I wasn’t kidding about those Sanrio characters; say hello to Dokidoki Yummychums.

3. Decorate (!)

Decorating is where the true artistry of ‘dinking comes out (Second only to watching them shrink, of course). Some, like the original tutorial maker, use rubber stamps, others print their images. Sharpie and colored pencils are what I grew up using. So, I decorated my ring (on the roughed up side of the plastic) with a simple flower pattern I traced out of my (no shame) Disney “Perfect Princesses” coloring book with fine Sharpie.

I messed up a few times and the shade of the Sharpie didn’t seem to be that vibrant, so at this point I was getting nervous. In the end, I had an overcrowded floral mess masterpiece.

 

4. Find ring form

To make the ring shape out of the plastic, you need something roughly the size of the finger you want the ring to fit. I tried a bunch of things — Expo marker, glue stick, mascara tubes, until I finally found my “Babylips” chapstick, and it (kind of) worked!

5. Shrink your ‘Dink (!!!)

Easily the best part of the process, poppin’ your dink into the oven and watch it go, go go! I realized today, however, that watching a strip of flowers shrink and curl up is way less fun than Hello Kitty shrink.

Next time, remind me that clear plastic on aluminum foil doesn’t photograph too well.
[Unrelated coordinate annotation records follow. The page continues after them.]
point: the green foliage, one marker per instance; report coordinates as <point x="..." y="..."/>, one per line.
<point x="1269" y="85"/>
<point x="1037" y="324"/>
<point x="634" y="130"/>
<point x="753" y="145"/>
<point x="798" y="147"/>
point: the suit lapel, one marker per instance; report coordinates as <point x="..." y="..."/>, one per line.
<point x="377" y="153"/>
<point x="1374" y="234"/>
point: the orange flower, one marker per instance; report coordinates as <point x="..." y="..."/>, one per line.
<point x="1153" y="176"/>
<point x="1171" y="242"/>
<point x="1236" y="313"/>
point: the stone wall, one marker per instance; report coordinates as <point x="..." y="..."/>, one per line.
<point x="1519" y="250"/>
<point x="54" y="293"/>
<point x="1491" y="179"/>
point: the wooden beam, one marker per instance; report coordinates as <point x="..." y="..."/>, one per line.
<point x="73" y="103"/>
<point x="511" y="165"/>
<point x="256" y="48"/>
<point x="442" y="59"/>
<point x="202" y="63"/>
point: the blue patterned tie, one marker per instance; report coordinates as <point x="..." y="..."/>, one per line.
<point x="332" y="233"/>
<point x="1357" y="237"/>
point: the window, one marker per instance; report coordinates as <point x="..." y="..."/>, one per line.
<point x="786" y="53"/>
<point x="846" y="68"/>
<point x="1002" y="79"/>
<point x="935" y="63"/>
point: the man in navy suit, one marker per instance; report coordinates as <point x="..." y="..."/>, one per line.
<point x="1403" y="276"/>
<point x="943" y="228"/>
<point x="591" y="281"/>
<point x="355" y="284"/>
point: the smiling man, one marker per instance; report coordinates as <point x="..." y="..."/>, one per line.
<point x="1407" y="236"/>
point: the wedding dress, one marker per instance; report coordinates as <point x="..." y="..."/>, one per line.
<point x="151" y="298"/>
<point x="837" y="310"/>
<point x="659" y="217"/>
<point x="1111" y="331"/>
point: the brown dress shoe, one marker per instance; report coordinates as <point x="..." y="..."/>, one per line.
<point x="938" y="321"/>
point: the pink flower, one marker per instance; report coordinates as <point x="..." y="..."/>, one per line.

But it’s there — in the center.

 

The plastic curled up and shrunk way earlier than I thought it would (I almost missed it!) and once it had flattened back out, I pulled it out of the oven and very, veeeery quickly tried (and failed) to…

6. Form the ring

I had about ten seconds to turn it from flat plastic to a curved ring. And it didn’t work out too well… Forget the ring form, I was just trying to get that thing to curl at all before it cooled too much.

Not too bad, right? That’s what I thought, until I realized how hard it was to reshape it. The second time (after I put it back in the oven for 30 seconds) didn’t work; it got worse, with random corners and nowhere near as rounded as I needed. After the third time, I realized my strip was way too long. And after I sawed off the extra bits (my x-acto knife will probably never forgive me), I popped it back into the oven and got this:

After five or six re-shapings total, I thought it might snap if I tried again. It’s not exactly circular, but so what? It (kind of) fits on my ring finger and the design isn’t as bad as it looked pre-shrink. I probably won’t wear it too often (read: ever), but isn’t that what Shrinky Dinks are for — to be made and then promptly forgotten again?